A principios del siglo XXI la poderosa Tyrell Corporation desarrolló un nuevo tipo de robot llamado Nexus, un ser virtualmente idéntico al hombre que recibió la denominación de Replicante. Los replicantes Nexus-6 eran superiores en fuerza y agilidad a los ingenieros de genética que los crearon, a quienes en el peor de los casos igualaban en inteligencia. Según pudimos ver en el cine, los replicantes fueron utilizados en la arriesgada labor de explorar y colonizar otros planetas.
Después de la sangrienta rebelión de un equipo de Nexus-6 en una de las colonias siderales, se convirtieron en proscritos. Coincidiendo con los años de los Blade Runners, a principios del XXI la ejecución simultánea, todas a las vez, todas juntas, todas revueltas, de 268.568 obras en Santa Cruz obligó a las poderosas subcontratas a desarrollar un tipo de obrero llamado Nexus, un ser virtualmente idéntico al ciudadano de a pie que recibió la denominación de Reflectante. Los reflectantes Nexus-7 eran superiores en fuerza y agilidad a los contratantes que los emplearon, a los que en el peor de los casos igualaban en inteligencia. Según podía comprobarse de lunes a domingo en las calles, los reflectantes fueron utilizados en la arriesgada labor de llenarlo todo de zanjas, picar, abrir el carril izquierdo, cerrarlo, cerrar el derecho, abrirlo y volver a abrir el izquierdo, dirigir el tráfico, amontonar vallas, pintar signos indescifrables en el suelo, agujerear y tapar, llenar y vaciar lo que días antes ya habían agujereado y tapado.

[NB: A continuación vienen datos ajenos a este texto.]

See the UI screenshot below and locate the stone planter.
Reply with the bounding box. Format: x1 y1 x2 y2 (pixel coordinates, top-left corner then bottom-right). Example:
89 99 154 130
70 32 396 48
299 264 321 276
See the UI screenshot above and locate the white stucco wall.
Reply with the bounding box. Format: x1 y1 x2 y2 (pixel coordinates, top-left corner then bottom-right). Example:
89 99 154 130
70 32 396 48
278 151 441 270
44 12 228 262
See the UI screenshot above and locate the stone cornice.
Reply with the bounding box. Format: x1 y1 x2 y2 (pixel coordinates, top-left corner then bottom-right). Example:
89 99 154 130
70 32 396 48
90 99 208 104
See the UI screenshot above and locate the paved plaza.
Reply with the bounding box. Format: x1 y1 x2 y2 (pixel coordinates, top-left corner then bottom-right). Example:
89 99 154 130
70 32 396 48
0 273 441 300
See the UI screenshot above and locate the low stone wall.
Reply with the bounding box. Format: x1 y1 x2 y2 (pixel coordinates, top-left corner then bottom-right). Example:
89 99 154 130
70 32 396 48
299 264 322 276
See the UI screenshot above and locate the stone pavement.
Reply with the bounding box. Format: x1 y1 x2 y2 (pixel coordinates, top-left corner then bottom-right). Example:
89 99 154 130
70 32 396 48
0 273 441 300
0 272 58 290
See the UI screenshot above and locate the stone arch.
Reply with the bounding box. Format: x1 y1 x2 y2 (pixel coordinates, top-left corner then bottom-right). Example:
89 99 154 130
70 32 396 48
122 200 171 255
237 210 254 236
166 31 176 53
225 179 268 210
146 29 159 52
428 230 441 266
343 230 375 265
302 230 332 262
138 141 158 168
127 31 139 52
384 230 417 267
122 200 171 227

Poco a poco fueron destripando y colonizando calles, plazas, ramblas y aceras. Los reflectantes se hicieron con el control de la ciudad y de toda el área metropolitana -la gobernaban-. Las adolescentes no soñaban con echarse un novio futbolista, surfero o monitor de gimnasio, sino con ligarse a un reflectante que, chaleco al hombro, les mostrara los secretos y cañerías que la ciudad escondía bajo el asfalto roto. Con Santa Cruz convertida en un campo de batalla, solamente los reflectantes o Nexus-7 tenían permiso para mover vallas, cruzar la calle, pasar por las zanjas o pisar el material de obra que lo cubría todo. Cuando en el siglo XXIII las obras por fin acabaron, los reflectantes se negaron a devolver el chaleco y el poder que éste les otorgaba, condenando al destierro a los vecinos que no teníamos chaleco.